Cybersource is different, first you have to Authorize the payment, then Capture it, which of course you have to do as a single set of calls all as part of processing the customer's payment. On the surface of course it makes complete sense, you are replicating the actual process going on behind the scenes.

But in practice it means making two separate calls to the Cybersource API, all while the customer is sitting watching the spinning 'loading' icon in your shopping cart page.

Matters are not assisted by Cybersource's documentation not clearly describing this (a flow chart or diagram would be helpful), and their samples are woefully deficient – they don't actually have a sample that shows a combined Authorize and Capture scenario – which would surely have to be the single most common activity undetaken by developers implementing their API.

 

Sending JMail email with SQL stored procedure

I really must share more interesting stuff as a I come across it.

I've been having fun recently using sp_OACreate in SQL stored procedures to use COM objects.

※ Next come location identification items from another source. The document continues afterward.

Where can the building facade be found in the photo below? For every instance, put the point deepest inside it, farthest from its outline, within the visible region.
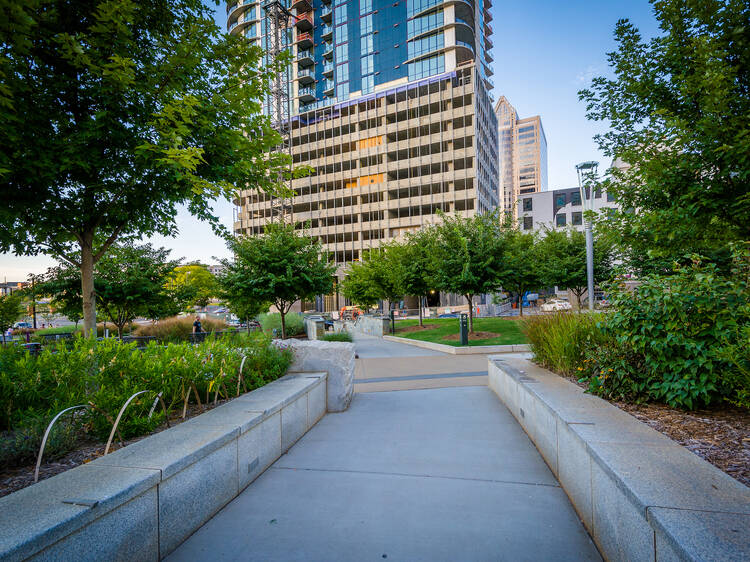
(558, 209)
(522, 155)
(390, 107)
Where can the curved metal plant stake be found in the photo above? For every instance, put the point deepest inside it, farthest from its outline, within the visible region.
(163, 405)
(117, 421)
(239, 377)
(46, 434)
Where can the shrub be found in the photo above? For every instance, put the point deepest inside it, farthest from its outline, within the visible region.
(340, 336)
(177, 328)
(559, 341)
(106, 373)
(295, 324)
(679, 339)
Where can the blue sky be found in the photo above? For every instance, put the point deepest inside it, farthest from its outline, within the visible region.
(544, 51)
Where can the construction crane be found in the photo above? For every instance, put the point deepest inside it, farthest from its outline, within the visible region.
(277, 17)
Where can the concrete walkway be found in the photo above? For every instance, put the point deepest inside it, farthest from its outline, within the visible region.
(434, 474)
(388, 365)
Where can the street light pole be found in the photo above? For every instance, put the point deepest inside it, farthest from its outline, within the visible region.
(587, 175)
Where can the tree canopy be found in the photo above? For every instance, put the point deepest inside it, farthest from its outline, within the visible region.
(131, 280)
(193, 285)
(677, 108)
(279, 266)
(115, 113)
(468, 256)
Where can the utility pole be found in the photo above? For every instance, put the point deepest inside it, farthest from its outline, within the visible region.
(277, 18)
(587, 177)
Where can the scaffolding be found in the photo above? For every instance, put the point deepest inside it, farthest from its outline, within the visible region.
(277, 18)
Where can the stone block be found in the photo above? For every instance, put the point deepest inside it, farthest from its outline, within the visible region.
(574, 471)
(683, 534)
(189, 498)
(128, 532)
(334, 358)
(546, 434)
(36, 518)
(669, 475)
(293, 422)
(316, 402)
(620, 529)
(270, 441)
(173, 450)
(274, 396)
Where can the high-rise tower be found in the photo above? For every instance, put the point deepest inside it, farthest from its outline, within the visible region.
(390, 106)
(522, 147)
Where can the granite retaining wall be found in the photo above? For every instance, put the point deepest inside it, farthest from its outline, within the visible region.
(640, 495)
(142, 501)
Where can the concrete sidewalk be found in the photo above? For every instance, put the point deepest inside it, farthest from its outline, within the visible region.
(443, 474)
(386, 365)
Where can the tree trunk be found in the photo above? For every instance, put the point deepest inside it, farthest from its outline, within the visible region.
(283, 323)
(469, 298)
(87, 286)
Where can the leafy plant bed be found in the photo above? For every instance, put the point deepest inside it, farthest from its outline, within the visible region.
(14, 479)
(487, 331)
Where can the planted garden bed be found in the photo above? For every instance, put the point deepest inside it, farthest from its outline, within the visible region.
(103, 375)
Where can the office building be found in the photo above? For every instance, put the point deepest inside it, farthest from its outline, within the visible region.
(558, 209)
(390, 106)
(523, 155)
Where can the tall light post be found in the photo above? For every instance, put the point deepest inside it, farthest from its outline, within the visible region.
(586, 178)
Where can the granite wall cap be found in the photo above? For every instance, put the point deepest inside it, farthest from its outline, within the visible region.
(171, 450)
(33, 518)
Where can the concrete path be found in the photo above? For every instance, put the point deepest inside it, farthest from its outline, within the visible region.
(387, 365)
(438, 474)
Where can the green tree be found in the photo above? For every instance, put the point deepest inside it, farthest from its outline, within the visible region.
(130, 281)
(520, 268)
(678, 107)
(468, 256)
(114, 113)
(11, 309)
(562, 259)
(360, 285)
(280, 266)
(416, 266)
(193, 285)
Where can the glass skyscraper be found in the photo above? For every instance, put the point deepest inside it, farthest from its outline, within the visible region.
(390, 106)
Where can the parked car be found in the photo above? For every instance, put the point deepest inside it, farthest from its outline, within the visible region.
(554, 305)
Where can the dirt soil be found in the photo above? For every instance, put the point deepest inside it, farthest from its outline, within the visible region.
(14, 479)
(475, 336)
(417, 328)
(722, 437)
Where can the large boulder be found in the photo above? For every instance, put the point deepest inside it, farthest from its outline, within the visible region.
(335, 358)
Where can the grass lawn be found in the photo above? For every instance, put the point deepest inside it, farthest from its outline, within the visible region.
(498, 331)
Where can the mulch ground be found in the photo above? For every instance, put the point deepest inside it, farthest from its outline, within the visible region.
(475, 336)
(14, 479)
(721, 437)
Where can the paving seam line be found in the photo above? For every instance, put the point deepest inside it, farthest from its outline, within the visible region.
(374, 472)
(423, 377)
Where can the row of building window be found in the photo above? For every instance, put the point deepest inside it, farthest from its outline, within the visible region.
(425, 45)
(426, 67)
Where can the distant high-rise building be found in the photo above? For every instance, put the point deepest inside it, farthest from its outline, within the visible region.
(522, 155)
(390, 105)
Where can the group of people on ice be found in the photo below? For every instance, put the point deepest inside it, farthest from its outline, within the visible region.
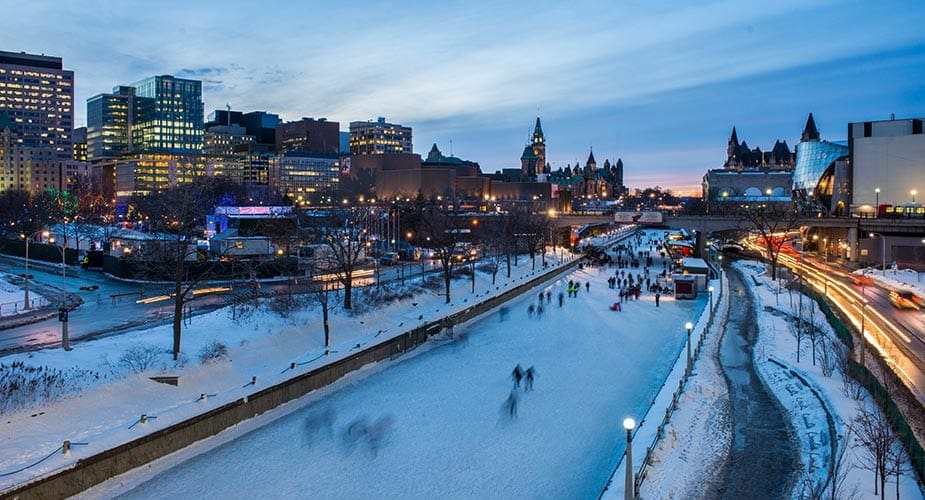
(518, 375)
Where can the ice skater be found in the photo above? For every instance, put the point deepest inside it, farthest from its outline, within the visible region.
(517, 374)
(511, 404)
(528, 379)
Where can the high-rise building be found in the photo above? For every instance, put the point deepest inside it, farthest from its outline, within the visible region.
(80, 144)
(315, 137)
(167, 116)
(379, 137)
(108, 124)
(160, 115)
(37, 96)
(299, 173)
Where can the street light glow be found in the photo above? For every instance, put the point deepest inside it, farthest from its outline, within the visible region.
(628, 423)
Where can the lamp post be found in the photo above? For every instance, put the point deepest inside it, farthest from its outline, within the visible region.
(882, 251)
(877, 204)
(710, 289)
(863, 345)
(62, 311)
(44, 234)
(629, 492)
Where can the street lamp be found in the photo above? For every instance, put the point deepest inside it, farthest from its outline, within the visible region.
(629, 491)
(710, 289)
(62, 311)
(44, 234)
(882, 251)
(877, 205)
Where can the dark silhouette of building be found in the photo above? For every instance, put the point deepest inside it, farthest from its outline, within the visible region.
(739, 156)
(533, 159)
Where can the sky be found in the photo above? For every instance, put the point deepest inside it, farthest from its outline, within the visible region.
(658, 84)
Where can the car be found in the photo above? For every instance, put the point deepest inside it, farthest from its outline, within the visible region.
(862, 279)
(388, 259)
(904, 299)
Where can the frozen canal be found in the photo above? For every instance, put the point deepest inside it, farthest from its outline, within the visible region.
(444, 430)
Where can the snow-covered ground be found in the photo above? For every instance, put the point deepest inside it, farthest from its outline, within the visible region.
(804, 391)
(110, 398)
(451, 435)
(11, 298)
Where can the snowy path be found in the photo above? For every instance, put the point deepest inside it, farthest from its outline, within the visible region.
(451, 438)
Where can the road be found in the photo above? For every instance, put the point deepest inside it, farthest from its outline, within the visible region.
(898, 335)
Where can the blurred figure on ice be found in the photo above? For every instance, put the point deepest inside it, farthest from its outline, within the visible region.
(511, 404)
(517, 375)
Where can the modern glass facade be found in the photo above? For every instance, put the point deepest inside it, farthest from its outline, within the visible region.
(814, 159)
(168, 116)
(158, 115)
(108, 126)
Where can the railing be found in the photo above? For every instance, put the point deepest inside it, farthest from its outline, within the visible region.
(18, 307)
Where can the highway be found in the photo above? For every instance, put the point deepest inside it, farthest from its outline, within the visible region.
(898, 335)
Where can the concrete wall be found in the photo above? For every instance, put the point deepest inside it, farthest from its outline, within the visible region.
(98, 468)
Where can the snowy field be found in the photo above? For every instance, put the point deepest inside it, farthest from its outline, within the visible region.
(699, 430)
(444, 428)
(11, 298)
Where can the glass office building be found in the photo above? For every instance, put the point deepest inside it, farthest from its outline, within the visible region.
(160, 114)
(168, 116)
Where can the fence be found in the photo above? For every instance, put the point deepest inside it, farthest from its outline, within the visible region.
(17, 307)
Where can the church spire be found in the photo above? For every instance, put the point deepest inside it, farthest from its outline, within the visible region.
(810, 132)
(538, 132)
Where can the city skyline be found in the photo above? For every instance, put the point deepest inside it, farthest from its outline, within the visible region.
(658, 85)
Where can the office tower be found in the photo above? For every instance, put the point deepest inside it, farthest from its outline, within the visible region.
(315, 137)
(36, 95)
(379, 137)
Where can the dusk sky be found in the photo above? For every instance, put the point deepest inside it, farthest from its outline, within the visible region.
(658, 84)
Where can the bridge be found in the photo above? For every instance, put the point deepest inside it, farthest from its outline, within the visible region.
(842, 235)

For example, I came across this link that shows how to send email using the JMail COM object in a stored procedure.

A couple of helpful hints:

  1. You need to  'OLE Automation Procedures are enabled' as true, in SQL Surface Area Configuration
  2. You'll need a user with rights on the Master db. I created a separate user just for calling these stored procedures, and gave the them the following rights:

USE [master]
GRANT EXECUTE ON dbo.sp_OACreate TO [user]
GO
GRANT EXECUTE ON dbo.sp_OASetProperty TO [user]
GO
GRANT EXECUTE ON dbo.sp_OAMethod TO [user]
GO
GRANT EXECUTE ON dbo.sp_OAGetErrorInfo TO [user]
GO

My only problem so far is JMail won't send an attachment. I've tried messing with permissions on the file to be attached but that didn't help.